後者の見方で見ると、人喰いが暗示している現実世界の対応者が以外とすぐには見当たらない。迫害されてきた性的マイノリティーや被迫害人種などと結びつける人が多いだろうが、それは拡大解釈であると言わざるを得ない。映画世界で人喰いは、確かに少数者として隠れて逃げ回りながら生きているが、他者を殺さなければ生きていけないという点が彼らの人生にとって一番大きな葛藤点であって、性的マイノリティーや被迫害人種はその要素を一般には持たないという点で異なる。したがって、この映画を敷衍してそれらの人びとと結びつけるのは行き過ぎていて、この映画における恋愛を、現実世界のマイノリティーの恋愛に重ねるのは強引。

【映像】
人を食べるシーンは、確かに非現実的ではあり、血の質感こそリアルなものの、そこまで過激な表現ではないと感じた。
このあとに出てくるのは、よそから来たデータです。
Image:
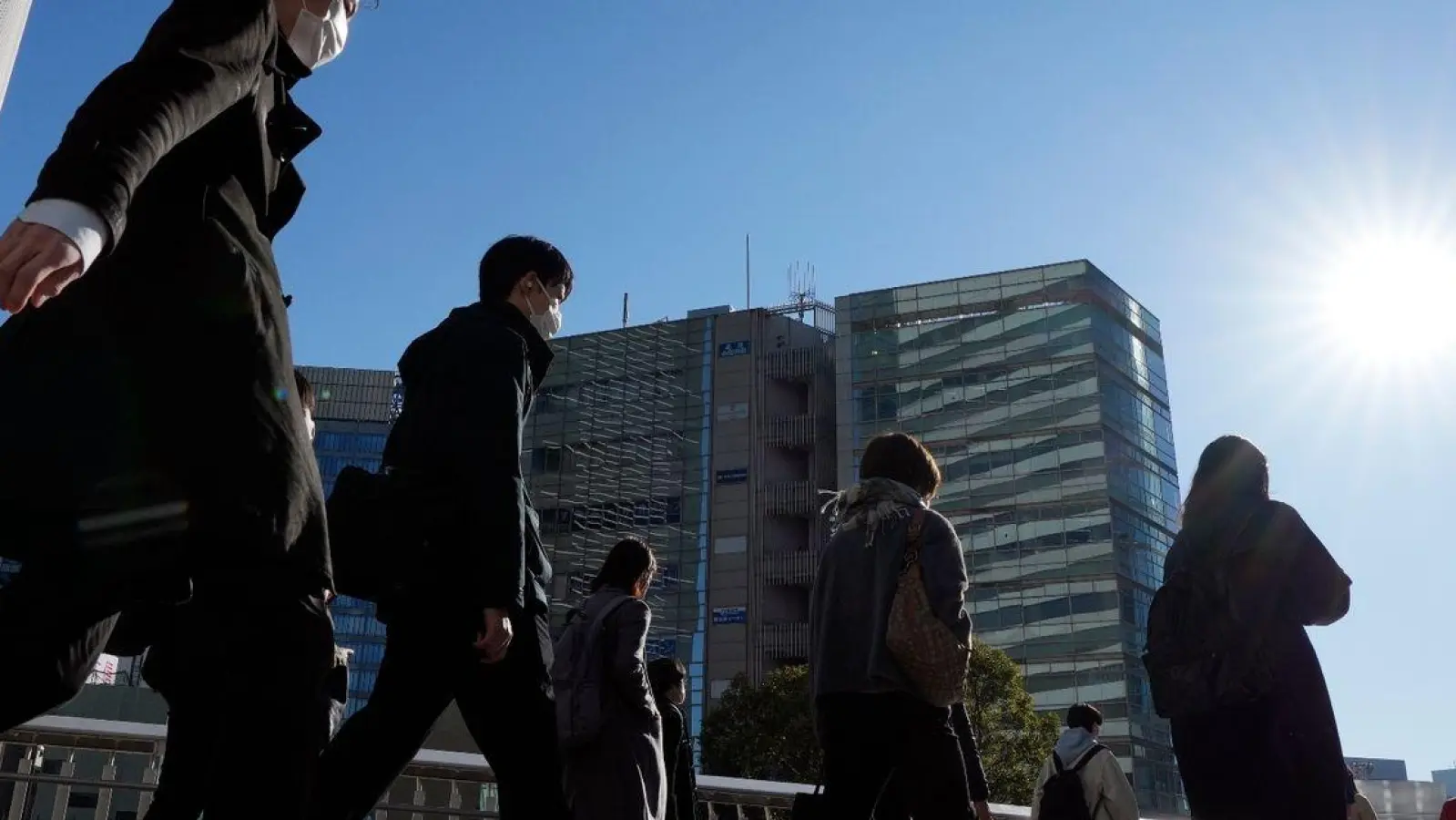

80年代、90年代のレトロな雰囲気は程よく感じられた。

【引っかかった点】
以下、回収されなかった、あるいは意味する所が曖昧だと感じた描写

・マレンとリーが見た夢の中での描写。

マレンの夢の中→人喰いでは無かった父親の口から血が溢れ出すような描写

リーが見た夢の中→胸に付いた傷の描写、誰かを斧のようなもので攻撃する描写、リー自身に見下ろされるような描写

などがあった。それぞれ、マレンが父親に抱く憎しみの投影、将来起こることへの暗示、自身の正義との葛藤、などと解釈し得るが、それぞれ明確な示唆ではなく、描く絶対的な必要性がそこまで感じられなかった。

【まとめ】
個人的にはティモシーとテイラー2人の演技やその魅力が最も大きな見どころで、ストーリーや映像に圧倒されたり感動する点は無かった。